Pierre Nkurunziza, chantre de l’unité qu’il ne cesse de saper !

05/02/2019

Président Pierre Nkurunziza lors d'une cérémonie officielle 

 

Les Burundais commémorent le 28ème anniversaire du sacre de leur unité ce 5 février.


Comme à ses habitudes, le chef de l’Etat Pierre Nkurunziza a longuement discouru sur l’unité historique et légendaire des Burundais, laquelle unité a été malencontreusement entamée par de jaloux colons (et leurs sbires locaux de tutsis), a-t-il estimé. 


Curieusement, dans son discours su l’unité, Pierre Nkurunziza s’est davantage attardé sur l’Occident que sur le sujet annoncé pour son message attendu. 
Mais le ressort de son discours est peut-être à chercher dans son inconscient. Et vu sous cet angle, il n’aurait pas tord d’accuser car il se sait constamment coupable. 


La fuite en avant est de mise.
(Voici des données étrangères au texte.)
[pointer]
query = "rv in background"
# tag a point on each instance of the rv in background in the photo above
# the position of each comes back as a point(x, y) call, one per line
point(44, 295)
Constamment obsédé par cet Occident qu’il sait trop au parfum des égarements du régime burundais, Pierre Nkurunziza a donc versé, d’entrée de jeu, dans la culpabilisation. 
Sous ce registre, la Belgique, dont le Burundi fut une colonie il y a de cela plus d’un demi-siècle, a particulièrement essuyé des piques venimeuses du président burundais. 
C’est elle qui a ouvert la boîte de Pandore pour les Burundais. « Le fléau de l’ethnisme nous est venu des colons belges en l’occurrence, car ils en étaient et restent encore eux-mêmes victimes », a-t-il déclaré lundi soir dans son circonstanciel message à la Nation. 


Puis il vante son avènement, tel un Messie tant attendu pour ressouder le tissu social écartelé. « Pour nous débarrasser de ce mal protéiforme, il nous faut une bonne cure de désintoxication et nous sommes sous traitement grâce à notre bravoure, intégrité et détermination à préserver cette unité héritées de nos ancêtres.
Mais Nkurunziza ne leurre que les mal avertis sur ses faits et gestes.


En discourant sur l’unité des Burundais, il a pris soin de sauter pieds joints les milliers de tutsis et autres hutus non acquis à son idéologie, broyés par sa machine à tuer qu’il s’efforce encore à bien huiler. 
Il a fait abstraction des ex-hauts gradés de l’armée qu’il vient de mettre au noir, simplement parce qu’ils étaient en fonction quand il animait, depuis le maquis, une rébellion déjà animée par une idéologie génocidaire  qui ne le quitte pas.


Nkurunziza a fait abstraction du calvaire infligé à son homonyme Clément, faussement accusé de massacres d’étudiants hutus (1995) et embastillé à Ngozi (terroir de Peter). 
Les exemples d’autres faits éludés sont légion. En réalité, Nkurunziza a dit tout sur l’unité des Burundais, sauf l’essentiel.